Dragon Age II is easily one of the most anticipated games of 2011, and not without reason, based on the critical success of Dragon Age: Origins, and its subsequent expansion, Awakening. Set in the same world, but in a different area, the Free Marshes, Dragon Age II is said to feature a new protagonist with a new plot, new engine, new combat system, and new dialogue format.
So, technically, anytime a new game comes out, whether it's a sequel or not, all the elements in it are new. This doesn't mean much. One would hope that BioWare's marketing people know better than to yank the collective chain of RPG gamers (arguably the most easily upset over massive tweaks and changes to beloved series), because after all, it is BioWare, and BioWare does not really make bad games.
I'm happily willing to sit back and trust their judgment in most things. However, if they were to ask me (though I am hard-pressed to come up with a scenario in which this would be the case), here are some things I'd like to see.
First of all, plot-wise, I like the idea that Dragon Age II is going to span at least a decade, where its predecessor told a much more compressed story. As long as the writing is good, I am personally fine with this, though there will surely be those who won't appreciate this kind of upheaval, and desire the sequel to be as much like the original as possible. Truthfully, I can see why this choice has been made, though I hope it was made based on the span of time being necessary to the plot that was already in progress, as opposed to it being written around the concept of a whole decade from the inside out. Concept is good for structure, to be sure. If you focus too much on details, you can write yourself into a corner (to step outside the realm of gaming for a moment, one example that comes crashing to the front of my brain is the final season of Lost, when the writers had to iron all the bizarre details into some semblance of sense. And basically just didn't). But on the other hand, if you start out with a high concept, particularly in a series, you want to make sure that it's one that actually works with the original context of the series. I'm not saying this one won't, just that it's going to make some things a bit different.

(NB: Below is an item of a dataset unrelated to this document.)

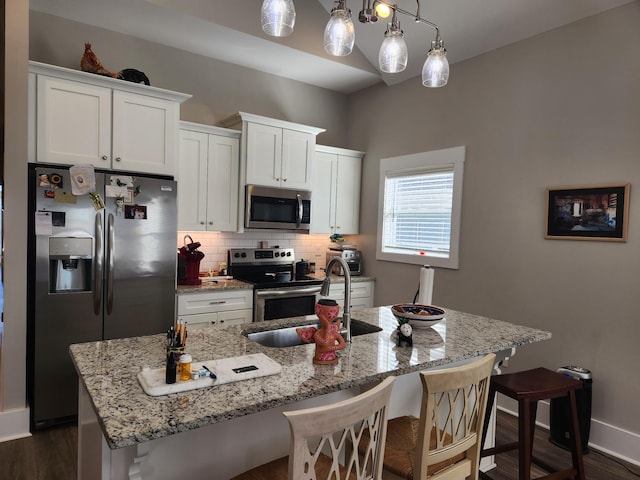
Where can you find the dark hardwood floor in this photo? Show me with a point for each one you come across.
(597, 466)
(52, 455)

Also, the protagonist. Although the player can still customize the main character's gender and class, the protagonist's race and name cannot be changed, and the name we are stuck with here is Hawke. I mean, ok. I'll take that. It's kind of badass in a Top Gun name sort of way. And I guess I don't care about the race too much. As long as I get to choose how I fight, I'm fine. I don't even care about gender that much, and I totally dig the idea that there is the potential for romance with a variety of party members and NPCs, both of the opposite and same sexes. Kudos to BioWare for depicting relationships that are inclusive of a variety of people, since gamers as a demographic are revealed to be increasingly diverse. And before anyone says a single disparaging word about this, allow me to issue a gentle reminder that this is not in any way a threat to heterosexual players' sexuality. In this game, as in real life, if you are a straight dude, you will simply aim your romantic advances at ladies who like straight dudes, hope for the best, and that will be that.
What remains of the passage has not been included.